Parution : Nous les Martiens 22, Paris (France), 1992, p. 49-56.
Signée comme il se doit d’un pseudonyme-anagramme – Isabel Gavra-Bourthes –, l’étude d’Élisabeth Vonarburg aborde sur un ton ludique la question du pastiche et de la parodie dans la science-fiction. L’auteure note que les néologismes constituent une bonne source de « distanciation cognitive », mode privilégié de la SF. Ils peuvent aussi nourrir un plaisir de lecture qui s’apparente selon elle au déguisement, à la parodie. L’utilisation du néologisme relève de l’exolinguistique qui peut aller jusqu’à la création de langues entières. Il s’ensuit, sur le plan narratif aussi bien que diégétique « une réflexion parfois très approfondie sur les racines du langage et du sens, et la façon dont le langage modèle la réalité ». Elle donne comme exemple La Main gauche de la nuit d’Ursula Le Guin et Les Langages de Pao de Jack Vance dont la stratégie de distanciation repose sur l’exolinguistique.

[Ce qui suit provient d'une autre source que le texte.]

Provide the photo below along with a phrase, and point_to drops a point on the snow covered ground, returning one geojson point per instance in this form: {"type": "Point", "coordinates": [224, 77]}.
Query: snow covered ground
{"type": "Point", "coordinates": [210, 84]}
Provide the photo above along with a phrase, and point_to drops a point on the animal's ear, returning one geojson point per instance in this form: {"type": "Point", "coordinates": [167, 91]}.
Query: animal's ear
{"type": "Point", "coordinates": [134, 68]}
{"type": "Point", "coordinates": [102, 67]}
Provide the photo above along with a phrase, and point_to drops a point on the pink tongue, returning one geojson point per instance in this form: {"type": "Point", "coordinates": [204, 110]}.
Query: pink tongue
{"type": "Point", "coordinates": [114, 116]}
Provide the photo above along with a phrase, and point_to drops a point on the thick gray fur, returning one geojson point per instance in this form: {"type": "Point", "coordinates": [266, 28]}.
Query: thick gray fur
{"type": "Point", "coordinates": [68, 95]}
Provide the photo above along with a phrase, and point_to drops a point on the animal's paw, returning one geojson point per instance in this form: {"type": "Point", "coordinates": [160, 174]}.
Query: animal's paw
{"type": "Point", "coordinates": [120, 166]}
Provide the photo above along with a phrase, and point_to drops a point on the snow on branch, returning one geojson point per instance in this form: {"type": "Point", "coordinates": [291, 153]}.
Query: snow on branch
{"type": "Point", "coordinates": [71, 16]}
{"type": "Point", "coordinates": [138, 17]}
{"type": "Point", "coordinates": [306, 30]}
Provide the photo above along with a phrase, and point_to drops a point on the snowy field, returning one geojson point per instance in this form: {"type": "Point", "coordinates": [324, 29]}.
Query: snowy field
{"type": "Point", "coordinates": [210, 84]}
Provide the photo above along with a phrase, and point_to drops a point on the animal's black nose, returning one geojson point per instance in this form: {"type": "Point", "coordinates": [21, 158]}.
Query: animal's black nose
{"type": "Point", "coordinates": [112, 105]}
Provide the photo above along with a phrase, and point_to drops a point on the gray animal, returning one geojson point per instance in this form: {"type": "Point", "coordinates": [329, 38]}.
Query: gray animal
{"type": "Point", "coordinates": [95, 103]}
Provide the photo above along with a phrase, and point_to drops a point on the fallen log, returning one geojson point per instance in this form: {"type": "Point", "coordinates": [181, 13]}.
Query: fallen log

La parodie peut s’exercer aussi au détriment de la méthode scientifique quand des écrivains comme Isaac Asimov et Frank Herbert ont recours aux exergues ou Textes-de-Référence inventés de toutes pièces. Mais l’exemple le plus grandiose demeure le roman de Stanislas Lem, Solaris, qui propose rien de moins qu’un pastiche de toutes les sciences, de la Connaissance elle-même et de ses méthodes. Et que dire de son ouvrage intitulé A Perfect Vacuum composé d’essais critiques sur des livres imaginaires dont elle donne un aperçu des multiples jeux de miroirs où il devient de plus en plus difficile de distinguer le réel de l’inventé. Mais, rappelle-t-elle, « toute parodie suppose l’usage d’un code, commun à l’émetteur et au récepteur. [...] Si le code n’est pas connu, il n’y a aucun moyen de reconnaître pastiche et parodie. »
Source : Janelle, Claude, L'ASFFQ 1992, Alire, p. 236.